Running GSEL on non-European populations
To run GSEL on non European population requires two modifications. (1) The 1000 Genomes SNP data used for LD clumping and (2) the SNPSnap database should be changed to the population of interest.
(1) 1000 Genomes Phase 3
- In PLINK (*.bim, *.bed, *.fam) format, you can download 1000 Genomes Phase 3 for the population of interest at this link: https://www.internationalgenome.org/data/.
- Make sure each file is named using this format: “chr<#>.bed”,“chr<#>.bim” or “chr<#>.fam”
- Move all files for chromosomes 1-22 to this location.

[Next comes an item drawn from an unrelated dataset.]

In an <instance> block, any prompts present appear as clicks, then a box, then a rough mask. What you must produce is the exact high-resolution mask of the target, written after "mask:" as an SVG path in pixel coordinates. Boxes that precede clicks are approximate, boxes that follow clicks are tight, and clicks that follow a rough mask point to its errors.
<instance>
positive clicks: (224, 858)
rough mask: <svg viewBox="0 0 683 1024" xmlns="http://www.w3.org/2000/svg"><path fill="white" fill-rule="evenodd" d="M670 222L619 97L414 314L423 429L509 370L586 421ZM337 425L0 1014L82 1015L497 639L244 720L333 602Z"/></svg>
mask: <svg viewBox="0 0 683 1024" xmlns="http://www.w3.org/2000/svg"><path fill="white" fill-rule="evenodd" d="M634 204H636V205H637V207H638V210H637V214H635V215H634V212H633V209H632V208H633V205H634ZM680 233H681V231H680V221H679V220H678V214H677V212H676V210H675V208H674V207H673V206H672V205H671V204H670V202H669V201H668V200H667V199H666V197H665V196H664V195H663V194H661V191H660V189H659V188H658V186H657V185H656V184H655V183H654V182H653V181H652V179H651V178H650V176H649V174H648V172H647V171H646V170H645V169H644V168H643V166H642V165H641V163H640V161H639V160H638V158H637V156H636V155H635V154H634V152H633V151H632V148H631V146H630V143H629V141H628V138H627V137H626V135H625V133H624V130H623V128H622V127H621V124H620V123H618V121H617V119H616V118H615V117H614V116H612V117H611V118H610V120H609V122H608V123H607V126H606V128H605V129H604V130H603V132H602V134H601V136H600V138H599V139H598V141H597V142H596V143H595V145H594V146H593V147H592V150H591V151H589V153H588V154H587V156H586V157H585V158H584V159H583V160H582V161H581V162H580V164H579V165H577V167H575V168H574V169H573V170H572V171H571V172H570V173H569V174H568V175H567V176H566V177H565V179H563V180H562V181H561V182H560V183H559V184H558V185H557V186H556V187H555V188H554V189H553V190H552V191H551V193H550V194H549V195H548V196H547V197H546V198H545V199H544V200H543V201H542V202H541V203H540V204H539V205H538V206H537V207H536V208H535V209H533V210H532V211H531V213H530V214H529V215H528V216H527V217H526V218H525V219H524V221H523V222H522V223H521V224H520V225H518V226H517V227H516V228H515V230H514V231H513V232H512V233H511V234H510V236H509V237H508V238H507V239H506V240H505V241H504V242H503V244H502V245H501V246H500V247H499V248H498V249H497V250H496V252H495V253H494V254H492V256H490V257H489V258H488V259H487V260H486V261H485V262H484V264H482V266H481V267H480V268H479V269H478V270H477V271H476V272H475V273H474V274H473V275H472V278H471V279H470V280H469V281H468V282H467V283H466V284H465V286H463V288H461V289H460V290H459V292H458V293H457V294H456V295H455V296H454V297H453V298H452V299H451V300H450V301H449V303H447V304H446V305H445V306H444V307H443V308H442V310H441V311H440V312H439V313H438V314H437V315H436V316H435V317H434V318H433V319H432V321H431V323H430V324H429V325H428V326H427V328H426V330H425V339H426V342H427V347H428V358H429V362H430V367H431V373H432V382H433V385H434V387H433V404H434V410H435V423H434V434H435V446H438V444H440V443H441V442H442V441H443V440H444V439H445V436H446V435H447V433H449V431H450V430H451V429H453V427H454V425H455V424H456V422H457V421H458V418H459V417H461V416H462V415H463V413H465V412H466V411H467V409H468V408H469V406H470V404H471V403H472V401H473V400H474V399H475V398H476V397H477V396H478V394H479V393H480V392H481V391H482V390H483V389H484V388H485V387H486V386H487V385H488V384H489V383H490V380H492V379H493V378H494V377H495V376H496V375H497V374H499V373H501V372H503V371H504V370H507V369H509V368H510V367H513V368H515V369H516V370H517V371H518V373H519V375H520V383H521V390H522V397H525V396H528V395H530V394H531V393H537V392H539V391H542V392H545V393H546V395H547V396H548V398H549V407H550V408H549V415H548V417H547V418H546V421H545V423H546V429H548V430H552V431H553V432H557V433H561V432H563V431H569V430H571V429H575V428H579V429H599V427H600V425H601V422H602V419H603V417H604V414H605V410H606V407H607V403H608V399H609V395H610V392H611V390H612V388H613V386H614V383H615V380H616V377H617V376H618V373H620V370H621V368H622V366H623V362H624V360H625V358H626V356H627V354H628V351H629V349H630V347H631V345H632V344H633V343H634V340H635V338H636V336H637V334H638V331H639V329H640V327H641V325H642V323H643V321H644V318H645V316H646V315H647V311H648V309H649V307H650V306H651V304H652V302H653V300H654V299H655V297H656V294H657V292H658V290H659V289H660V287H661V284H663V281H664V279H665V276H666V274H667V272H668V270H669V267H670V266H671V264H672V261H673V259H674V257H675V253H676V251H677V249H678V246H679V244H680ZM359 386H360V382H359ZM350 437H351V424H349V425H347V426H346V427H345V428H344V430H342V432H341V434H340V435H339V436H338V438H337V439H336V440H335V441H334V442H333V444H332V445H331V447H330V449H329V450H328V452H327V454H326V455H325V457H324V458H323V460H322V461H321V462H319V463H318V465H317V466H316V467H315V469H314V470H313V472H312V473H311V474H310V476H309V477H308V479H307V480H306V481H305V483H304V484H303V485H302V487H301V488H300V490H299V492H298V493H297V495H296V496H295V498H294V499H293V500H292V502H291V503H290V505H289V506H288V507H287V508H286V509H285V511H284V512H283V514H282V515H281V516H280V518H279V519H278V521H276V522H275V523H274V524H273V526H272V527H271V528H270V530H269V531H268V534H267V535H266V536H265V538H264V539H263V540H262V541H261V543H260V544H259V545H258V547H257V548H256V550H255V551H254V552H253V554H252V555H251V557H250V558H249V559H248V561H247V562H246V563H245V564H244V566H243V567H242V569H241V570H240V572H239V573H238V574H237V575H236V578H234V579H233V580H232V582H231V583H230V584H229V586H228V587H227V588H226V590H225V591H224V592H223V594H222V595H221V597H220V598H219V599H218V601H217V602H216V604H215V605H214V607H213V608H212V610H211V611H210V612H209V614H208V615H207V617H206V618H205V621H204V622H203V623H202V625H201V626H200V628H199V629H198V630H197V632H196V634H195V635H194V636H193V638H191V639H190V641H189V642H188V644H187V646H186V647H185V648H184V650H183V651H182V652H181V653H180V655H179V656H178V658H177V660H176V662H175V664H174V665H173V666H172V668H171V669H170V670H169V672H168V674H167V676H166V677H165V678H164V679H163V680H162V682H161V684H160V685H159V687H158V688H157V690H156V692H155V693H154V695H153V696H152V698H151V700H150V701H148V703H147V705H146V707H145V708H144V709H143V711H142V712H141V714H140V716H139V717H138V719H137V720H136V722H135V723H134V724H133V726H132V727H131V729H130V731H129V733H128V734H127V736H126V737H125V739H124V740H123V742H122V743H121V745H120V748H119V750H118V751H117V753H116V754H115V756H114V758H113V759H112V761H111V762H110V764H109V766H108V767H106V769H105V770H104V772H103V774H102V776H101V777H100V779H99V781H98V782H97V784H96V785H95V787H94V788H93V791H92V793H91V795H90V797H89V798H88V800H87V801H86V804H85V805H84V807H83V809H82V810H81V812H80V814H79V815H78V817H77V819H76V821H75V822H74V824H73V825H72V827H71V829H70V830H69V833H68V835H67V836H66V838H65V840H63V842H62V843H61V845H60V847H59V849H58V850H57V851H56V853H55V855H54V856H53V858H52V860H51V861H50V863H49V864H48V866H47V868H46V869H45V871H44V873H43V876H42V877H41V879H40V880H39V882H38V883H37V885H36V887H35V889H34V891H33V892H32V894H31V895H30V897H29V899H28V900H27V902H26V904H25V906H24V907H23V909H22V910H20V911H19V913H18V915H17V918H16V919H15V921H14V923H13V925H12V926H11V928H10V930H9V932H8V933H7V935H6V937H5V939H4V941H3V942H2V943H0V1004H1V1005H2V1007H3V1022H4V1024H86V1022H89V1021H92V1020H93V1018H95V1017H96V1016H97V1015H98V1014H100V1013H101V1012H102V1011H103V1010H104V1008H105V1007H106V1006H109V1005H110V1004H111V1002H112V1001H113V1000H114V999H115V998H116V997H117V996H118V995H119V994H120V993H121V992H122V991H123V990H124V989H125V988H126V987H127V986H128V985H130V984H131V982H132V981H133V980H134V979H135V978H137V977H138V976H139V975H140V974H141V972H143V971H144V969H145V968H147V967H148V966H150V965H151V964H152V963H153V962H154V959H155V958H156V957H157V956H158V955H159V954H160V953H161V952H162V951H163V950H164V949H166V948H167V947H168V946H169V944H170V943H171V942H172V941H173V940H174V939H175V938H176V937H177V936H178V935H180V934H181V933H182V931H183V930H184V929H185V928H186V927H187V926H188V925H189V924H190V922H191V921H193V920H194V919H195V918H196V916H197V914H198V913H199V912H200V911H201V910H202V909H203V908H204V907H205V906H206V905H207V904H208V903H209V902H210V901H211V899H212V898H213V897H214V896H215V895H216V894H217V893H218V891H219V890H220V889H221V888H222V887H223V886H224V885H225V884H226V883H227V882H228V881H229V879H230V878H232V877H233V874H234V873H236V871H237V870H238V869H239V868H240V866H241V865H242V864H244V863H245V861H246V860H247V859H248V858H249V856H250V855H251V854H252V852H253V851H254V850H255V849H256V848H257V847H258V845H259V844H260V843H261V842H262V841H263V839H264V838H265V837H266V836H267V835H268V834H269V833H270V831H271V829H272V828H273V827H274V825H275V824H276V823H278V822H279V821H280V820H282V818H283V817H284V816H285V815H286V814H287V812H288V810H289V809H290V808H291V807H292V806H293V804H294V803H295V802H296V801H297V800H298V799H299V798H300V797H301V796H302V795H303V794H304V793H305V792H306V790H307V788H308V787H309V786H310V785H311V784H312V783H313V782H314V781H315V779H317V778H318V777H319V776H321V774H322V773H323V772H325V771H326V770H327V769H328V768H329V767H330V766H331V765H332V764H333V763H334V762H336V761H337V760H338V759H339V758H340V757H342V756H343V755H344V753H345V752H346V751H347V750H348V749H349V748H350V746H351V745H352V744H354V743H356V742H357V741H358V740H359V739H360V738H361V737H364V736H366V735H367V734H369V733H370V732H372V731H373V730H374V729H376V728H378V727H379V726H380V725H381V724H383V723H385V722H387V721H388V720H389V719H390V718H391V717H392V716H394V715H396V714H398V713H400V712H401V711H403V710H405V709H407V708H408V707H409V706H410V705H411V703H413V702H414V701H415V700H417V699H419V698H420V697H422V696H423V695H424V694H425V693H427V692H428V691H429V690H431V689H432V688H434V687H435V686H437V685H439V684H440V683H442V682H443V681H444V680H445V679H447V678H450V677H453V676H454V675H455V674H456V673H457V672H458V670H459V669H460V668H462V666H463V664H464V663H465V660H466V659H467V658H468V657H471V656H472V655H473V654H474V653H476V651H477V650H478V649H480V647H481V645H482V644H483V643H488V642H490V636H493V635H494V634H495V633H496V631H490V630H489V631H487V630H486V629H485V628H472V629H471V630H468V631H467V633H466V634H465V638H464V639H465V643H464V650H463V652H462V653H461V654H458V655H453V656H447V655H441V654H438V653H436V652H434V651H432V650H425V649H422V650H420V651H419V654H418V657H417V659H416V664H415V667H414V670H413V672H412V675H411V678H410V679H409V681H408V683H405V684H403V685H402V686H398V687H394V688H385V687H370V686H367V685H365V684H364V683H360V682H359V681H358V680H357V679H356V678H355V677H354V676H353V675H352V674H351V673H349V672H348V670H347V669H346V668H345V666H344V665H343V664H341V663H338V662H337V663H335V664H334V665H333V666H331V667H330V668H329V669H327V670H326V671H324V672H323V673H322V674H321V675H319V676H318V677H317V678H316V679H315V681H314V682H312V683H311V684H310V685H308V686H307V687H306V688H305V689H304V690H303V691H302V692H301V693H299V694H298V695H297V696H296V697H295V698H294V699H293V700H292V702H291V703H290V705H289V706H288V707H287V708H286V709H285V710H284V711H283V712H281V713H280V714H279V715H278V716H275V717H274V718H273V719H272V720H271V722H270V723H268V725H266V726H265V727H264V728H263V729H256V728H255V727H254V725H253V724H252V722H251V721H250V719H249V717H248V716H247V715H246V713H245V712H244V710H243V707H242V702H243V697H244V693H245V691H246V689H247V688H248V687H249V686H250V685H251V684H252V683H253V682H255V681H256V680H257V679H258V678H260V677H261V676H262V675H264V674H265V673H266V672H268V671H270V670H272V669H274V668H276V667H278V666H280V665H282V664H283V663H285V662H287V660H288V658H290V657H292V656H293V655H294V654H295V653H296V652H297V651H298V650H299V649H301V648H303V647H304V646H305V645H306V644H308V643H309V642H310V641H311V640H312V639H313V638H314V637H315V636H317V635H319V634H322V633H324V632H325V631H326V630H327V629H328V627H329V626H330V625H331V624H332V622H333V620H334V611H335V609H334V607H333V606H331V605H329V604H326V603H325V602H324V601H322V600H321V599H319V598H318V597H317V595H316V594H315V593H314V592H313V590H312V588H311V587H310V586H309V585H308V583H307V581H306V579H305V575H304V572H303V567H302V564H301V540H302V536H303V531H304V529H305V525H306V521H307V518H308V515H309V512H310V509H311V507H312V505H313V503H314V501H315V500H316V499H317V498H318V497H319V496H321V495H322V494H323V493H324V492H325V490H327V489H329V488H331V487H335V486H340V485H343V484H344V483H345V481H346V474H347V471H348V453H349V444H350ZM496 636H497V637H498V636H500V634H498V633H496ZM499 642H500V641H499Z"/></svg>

gsel_vec/gsel_vec/data/1kg
(2) SNPSnap provides a dataset used for matching in the GSEL pipeline. Currently, datasets for the European, East Asian, and West African super populations can be downloaded from https://data.broadinstitute.org/mpg/snpsnap/database_download.html
. If you require a different population, then you must create the SNSnap dataset yourself. See SNSnap website for details.
-
Download snpsnap dataset using distance type of “LD” and distance cut-off of r2=0.9 and your population of interest.
-
Ensure that the downloaded file is named “snpsnap_database_ld0.9.tab.gz”.
-
Move this file to
gsel_vec/gsel_vec/data/snpsnap_database
-
Run GSEL using instructions given above.